We are surrounded by crops and standing corn right now. which doesnt help I know.

A creek through the neighbors property and we have a small pond on ours but the deer believe it or not do not use the pond at all. Never seen a deer track around the edge of it ever. Our property was logged about 15yrs ago and is littered with tree tops and heavy growth of bushes. The main corridor for deer appears to be the old railroad tracks and You got me thinking now so I am going to go put up a trail camera along the old railroad tracks as this is the corridor the deer are using. But its so dang thick Im not sure how I can even hunt it. and generally they will walk down the neighbors field edge instead of though the thick dense railroad property. I know once rut gets going good we will have bucks coming through no doubt. Spoke with the neighbor farmer and his son hunts there woods and he had 5 different shooter bucks on camera and I have only seen one of them on our cameras this year. So we have deer close. Rut will be the time to be out and waiting. So starting this tonight Im grabbing the horns and calls and going to see if I can catch one browsing.


----------



## supercanoe (Jun 12, 2006)

I did some research, it looks like those are other types of purple tops are all hybrids developed for either specific top or bulb traits. They are a lot more expensive to buy. I would stick with regular purple tops for $2.50-$3.00 a pound, they work just fine.


----------



## fastwater (Apr 1, 2014)

> I did some research, it looks like those are other types of purple tops are all hybrids developed for either specific top or bulb traits. They are a lot more expensive to buy. I would stick with regular purple tops for $2.50-$3.00 a pound, they work just fine.

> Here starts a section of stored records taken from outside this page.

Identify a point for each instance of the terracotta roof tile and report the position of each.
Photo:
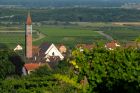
(31, 66)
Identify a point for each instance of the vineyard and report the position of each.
(91, 71)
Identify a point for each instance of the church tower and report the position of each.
(28, 36)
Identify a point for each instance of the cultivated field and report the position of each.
(68, 35)
(78, 32)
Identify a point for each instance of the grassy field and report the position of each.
(126, 33)
(11, 39)
(68, 35)
(71, 34)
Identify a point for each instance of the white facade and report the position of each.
(53, 51)
(18, 47)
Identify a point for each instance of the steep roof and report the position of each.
(44, 46)
(31, 66)
(29, 20)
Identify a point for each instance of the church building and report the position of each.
(28, 36)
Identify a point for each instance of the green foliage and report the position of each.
(7, 67)
(11, 64)
(110, 71)
(42, 71)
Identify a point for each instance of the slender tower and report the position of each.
(28, 43)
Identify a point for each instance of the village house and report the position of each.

Thanks for the info *supercanoe*. 
As I stated earlier, I think I will plant at least a portion(maybe an acre) of the 4acre plot in strictly turnips. Will probably take the other portion and plant it as I did before with clover and turnips. Have also considered planting a mix of clover and sugar beets as well. I know an area up in the U.P. in Mich. that plants beets and they swear by them.

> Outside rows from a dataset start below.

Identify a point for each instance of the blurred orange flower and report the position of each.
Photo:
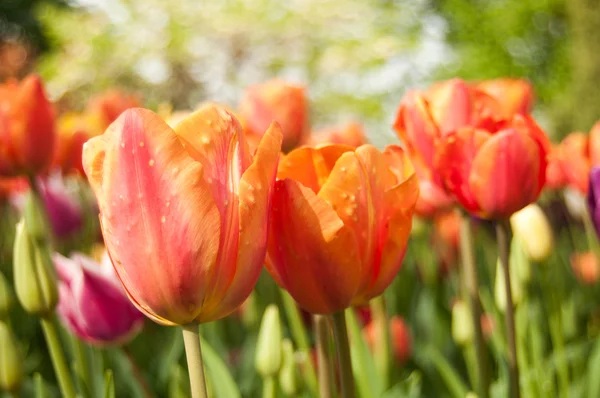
(492, 174)
(280, 101)
(184, 212)
(27, 135)
(571, 160)
(586, 267)
(352, 134)
(340, 224)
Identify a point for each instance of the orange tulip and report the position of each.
(571, 161)
(72, 133)
(280, 101)
(340, 224)
(352, 134)
(26, 128)
(515, 96)
(184, 211)
(493, 174)
(586, 267)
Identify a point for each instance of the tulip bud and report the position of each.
(462, 324)
(530, 225)
(515, 286)
(288, 376)
(11, 360)
(268, 347)
(35, 281)
(6, 298)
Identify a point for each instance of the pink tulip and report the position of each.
(92, 304)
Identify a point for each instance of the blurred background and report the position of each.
(357, 58)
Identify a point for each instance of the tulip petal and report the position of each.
(453, 163)
(214, 137)
(312, 254)
(255, 195)
(356, 190)
(152, 197)
(311, 166)
(505, 173)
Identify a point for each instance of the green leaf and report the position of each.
(368, 381)
(224, 385)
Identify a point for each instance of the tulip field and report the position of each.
(238, 249)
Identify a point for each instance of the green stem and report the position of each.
(382, 342)
(193, 352)
(136, 372)
(471, 287)
(292, 314)
(269, 387)
(325, 368)
(502, 236)
(340, 334)
(58, 358)
(83, 367)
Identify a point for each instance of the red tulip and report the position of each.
(184, 212)
(340, 224)
(279, 101)
(493, 174)
(26, 128)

> We are surrounded by crops and standing corn right now. which doesnt help I know.


Most likely the majority of your deer are hanging out in the standing corn. They will even bed in the corn at times. Wait till the farmers get the crops off and you should see a bit of a turn around. 
Again, with 15acres,being surrounded by cropland that has water closer to the cropland then your pond apparently is, I think I would concentrate on using the strategy of making that land the best bedding area I could rather then planting food plots. Your just not going to be able to compete with the massive existing food sources provided by the existing farmers. 
Don't know the layout of your land but a thought for your pond area would be to plant switch grass or something that provides heavy cover around the pond and run/funnel(deer love funnels) that cover to where the existing heavy cover is on the property. This will give the deer that are bedding on your property a closer more secure path to water during the time they are bedded. 
I would also look at the surrounding farm lands and create funnels of heavy cover from those fields to your existing heavy cover.
Soon as winter is here full blown and all the foliage is down, after deer season I'd look close at the existing really thick stuff and inspect it for existing deer runs and try to figure out if the area is being used for bedding. 

Whatever you do, I wouldn't do it this year as it's too late in the season.


----------